There are, of course, many statues of Macdonald across the country. One of them can be found on the Prime Ministers’ Path, a sculpture park on the grounds of Castle Kilbride in Baden, Ont., 20 minutes from Kitchener-Waterloo. The work of Ruth Abernethy, it is called A Canadian Conversation, which is more than a little ironic, as is one of Macdonald’s nicknames, “the Chieftain.” Abernethy’s Macdonald shows him standing behind two empty chairs, his arms outstretched with his hands resting on the backs of the chairs, inviting people to have a seat and talk.

The remote and bucolic setting of the Prime Ministers’ Path and Abernethy’s sculpture seem a long way from our current controversy. Yet if we borrow from them and from some of the thoughtful letters published in the Times Colonist, I believe we can find a way not only to re-display Dann’s Macdonald, but also to recontextualize it in a new statuary attraction intended to portray important chapters in Canadian history, including their sharp edges and ugly consequences. Unlike the Prime Ministers’ Path, this attraction would be in a prominent, easily accessed, urban location.

I’m talking about broadening the purpose of Centennial Square to include within it a Reconciliation Circle around and set back from the fountain that would consist of pairings of statues, along with accompanying narratives.

Possible pairings include: Dann’s Macdonald and a sculpture depicting the residential-school system; a statue of prime minister William Lyon Mackenzie King and a sculpture of Japanese-Canadians interned during the Second World War and/or the MS St. Louis and the European Jews who were refused entry into Canada during the same period; the statue of the Crown colony of British Columbia’s first chief justice, Matthew Baillie Begbie, which was removed last year from the foyer of the B.C. Law Society’s building, and a sculpture of the Tsilhqot’in chiefs he ordered hanged for murder in 1864, who, since 2014, have been exonerated by the B.C. and federal governments as warriors who were defending their land and people.

Macdonald, King and Begbie are examples of notable Canadians who made important contributions, but whose legacies also cast dark shadows that need to be understood in the light of a new day.
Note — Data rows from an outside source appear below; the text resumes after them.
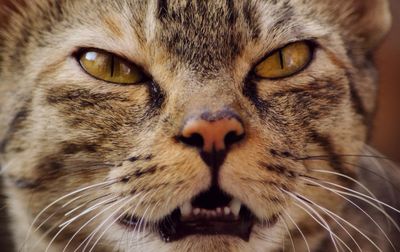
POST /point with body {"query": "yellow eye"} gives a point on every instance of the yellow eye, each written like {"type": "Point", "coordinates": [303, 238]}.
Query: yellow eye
{"type": "Point", "coordinates": [109, 67]}
{"type": "Point", "coordinates": [286, 61]}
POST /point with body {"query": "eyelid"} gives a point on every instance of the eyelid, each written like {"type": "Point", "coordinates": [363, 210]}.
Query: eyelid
{"type": "Point", "coordinates": [312, 43]}
{"type": "Point", "coordinates": [80, 52]}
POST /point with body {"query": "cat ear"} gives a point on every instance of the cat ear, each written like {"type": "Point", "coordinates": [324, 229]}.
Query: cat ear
{"type": "Point", "coordinates": [369, 21]}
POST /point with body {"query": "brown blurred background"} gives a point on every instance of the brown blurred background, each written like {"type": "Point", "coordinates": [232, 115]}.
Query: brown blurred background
{"type": "Point", "coordinates": [386, 134]}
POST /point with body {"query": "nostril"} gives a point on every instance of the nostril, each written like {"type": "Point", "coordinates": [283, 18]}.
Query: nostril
{"type": "Point", "coordinates": [195, 140]}
{"type": "Point", "coordinates": [232, 137]}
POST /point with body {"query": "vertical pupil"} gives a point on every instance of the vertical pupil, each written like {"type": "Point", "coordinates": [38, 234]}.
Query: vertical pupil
{"type": "Point", "coordinates": [112, 66]}
{"type": "Point", "coordinates": [281, 59]}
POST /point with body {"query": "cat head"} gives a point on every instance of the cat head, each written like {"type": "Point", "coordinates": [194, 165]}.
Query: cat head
{"type": "Point", "coordinates": [184, 124]}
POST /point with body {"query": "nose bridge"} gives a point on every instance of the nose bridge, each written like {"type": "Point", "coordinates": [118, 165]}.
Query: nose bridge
{"type": "Point", "coordinates": [215, 130]}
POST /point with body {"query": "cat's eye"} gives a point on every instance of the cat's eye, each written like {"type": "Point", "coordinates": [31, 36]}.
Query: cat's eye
{"type": "Point", "coordinates": [109, 67]}
{"type": "Point", "coordinates": [286, 61]}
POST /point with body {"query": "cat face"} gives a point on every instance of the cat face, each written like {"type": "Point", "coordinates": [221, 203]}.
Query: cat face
{"type": "Point", "coordinates": [183, 125]}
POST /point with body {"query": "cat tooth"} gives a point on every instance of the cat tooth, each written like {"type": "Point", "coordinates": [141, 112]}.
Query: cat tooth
{"type": "Point", "coordinates": [235, 206]}
{"type": "Point", "coordinates": [196, 211]}
{"type": "Point", "coordinates": [186, 209]}
{"type": "Point", "coordinates": [227, 210]}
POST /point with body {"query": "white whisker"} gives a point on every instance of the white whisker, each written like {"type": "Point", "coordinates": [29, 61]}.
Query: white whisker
{"type": "Point", "coordinates": [298, 228]}
{"type": "Point", "coordinates": [345, 221]}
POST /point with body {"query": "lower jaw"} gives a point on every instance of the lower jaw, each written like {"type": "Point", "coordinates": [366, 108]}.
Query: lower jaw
{"type": "Point", "coordinates": [212, 230]}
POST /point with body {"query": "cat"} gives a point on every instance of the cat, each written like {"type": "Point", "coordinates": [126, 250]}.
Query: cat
{"type": "Point", "coordinates": [130, 125]}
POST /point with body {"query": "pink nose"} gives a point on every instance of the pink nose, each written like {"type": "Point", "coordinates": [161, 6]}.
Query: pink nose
{"type": "Point", "coordinates": [213, 134]}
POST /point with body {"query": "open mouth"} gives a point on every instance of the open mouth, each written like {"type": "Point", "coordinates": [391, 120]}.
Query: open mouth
{"type": "Point", "coordinates": [210, 213]}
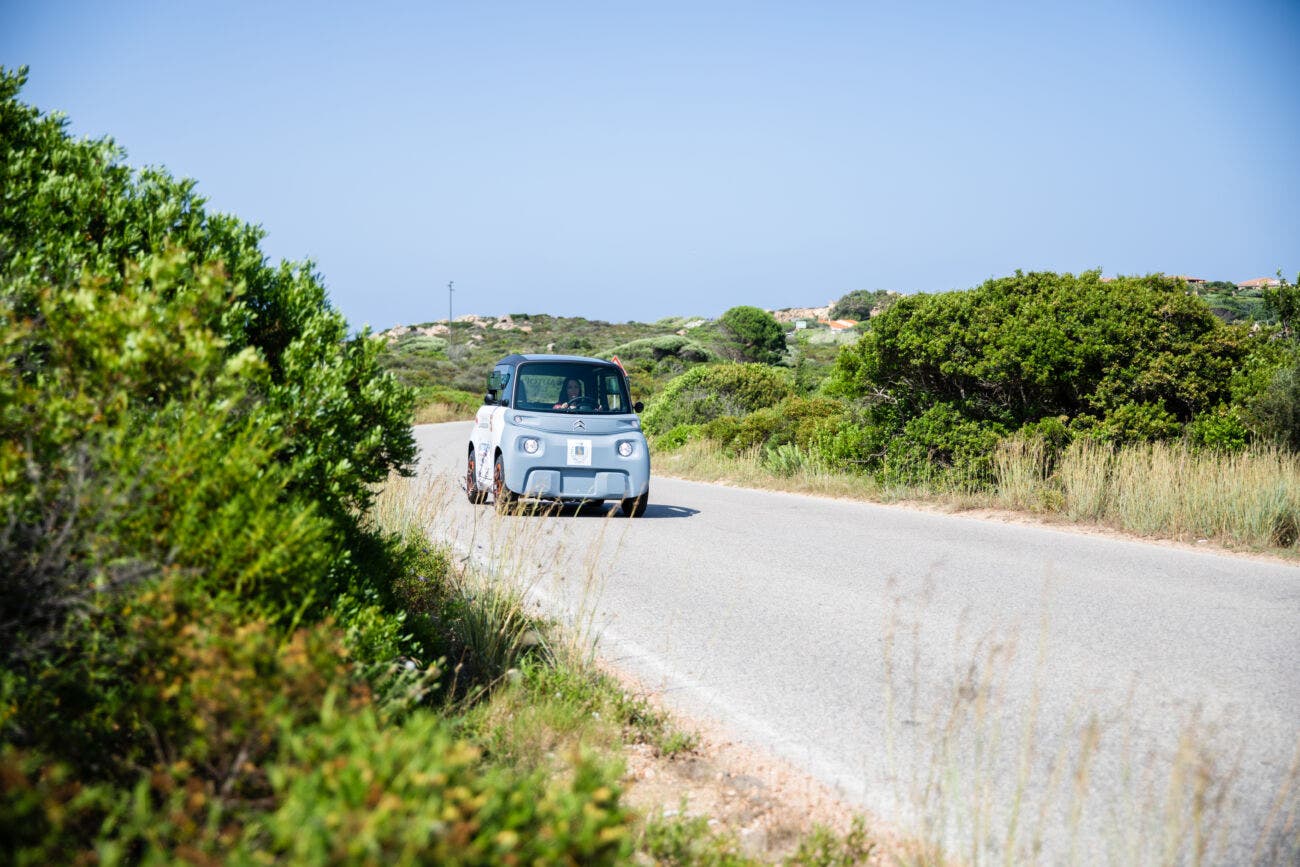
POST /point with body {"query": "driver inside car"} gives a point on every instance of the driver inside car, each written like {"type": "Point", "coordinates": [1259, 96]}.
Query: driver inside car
{"type": "Point", "coordinates": [571, 395]}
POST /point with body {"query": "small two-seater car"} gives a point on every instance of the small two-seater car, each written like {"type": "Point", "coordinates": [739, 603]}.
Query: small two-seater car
{"type": "Point", "coordinates": [558, 428]}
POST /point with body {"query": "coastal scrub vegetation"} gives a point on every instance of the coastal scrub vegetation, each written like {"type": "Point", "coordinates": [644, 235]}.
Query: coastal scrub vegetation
{"type": "Point", "coordinates": [217, 644]}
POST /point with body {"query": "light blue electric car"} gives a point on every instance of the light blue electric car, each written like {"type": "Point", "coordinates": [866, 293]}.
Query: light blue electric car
{"type": "Point", "coordinates": [558, 428]}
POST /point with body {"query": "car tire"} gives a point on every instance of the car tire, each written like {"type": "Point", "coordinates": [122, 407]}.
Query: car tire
{"type": "Point", "coordinates": [636, 506]}
{"type": "Point", "coordinates": [502, 497]}
{"type": "Point", "coordinates": [476, 494]}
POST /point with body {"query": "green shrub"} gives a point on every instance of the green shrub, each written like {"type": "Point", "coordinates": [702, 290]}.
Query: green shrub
{"type": "Point", "coordinates": [421, 346]}
{"type": "Point", "coordinates": [792, 421]}
{"type": "Point", "coordinates": [1038, 345]}
{"type": "Point", "coordinates": [676, 437]}
{"type": "Point", "coordinates": [1223, 429]}
{"type": "Point", "coordinates": [706, 393]}
{"type": "Point", "coordinates": [666, 346]}
{"type": "Point", "coordinates": [352, 790]}
{"type": "Point", "coordinates": [752, 334]}
{"type": "Point", "coordinates": [941, 446]}
{"type": "Point", "coordinates": [1274, 412]}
The point of the proposed pairings and narratives is to expand the container that holds the public expression of our history and to enable a fuller understanding of some of the complexities of our past.

Consider this from the Globe editorial and note the words I’ve highlighted in italics: “Sir John A. Macdonald perfectly embodied the founding ethos of our country. Most of us are still indebted to that ethos. We may have renounced Sir John A’s racist attitudes, but we have not renounced the fruits of them, which we know as Western Canada. In that sense, both the defenders and assailants of his record have it right. Our first prime minister wove the country together and he cruelly stamped out Indigenous cultures. He accomplished the former, in part, by recourse to the latter.”

More than a century ago, the philosopher George Santayana wrote: “Progress, far from consisting in change, depends on retentiveness. … Those who cannot remember the past are condemned to repeat it.” But he was only partly right.

Developments in science, technology, and social justice demonstrate that change is also vital to progress. Both retentiveness and change are required to effectively meet the current challenge.

Patrick Wolfe taught Canadian history at North Island College in 1977, before starting a 33-year career with the B.C. public service.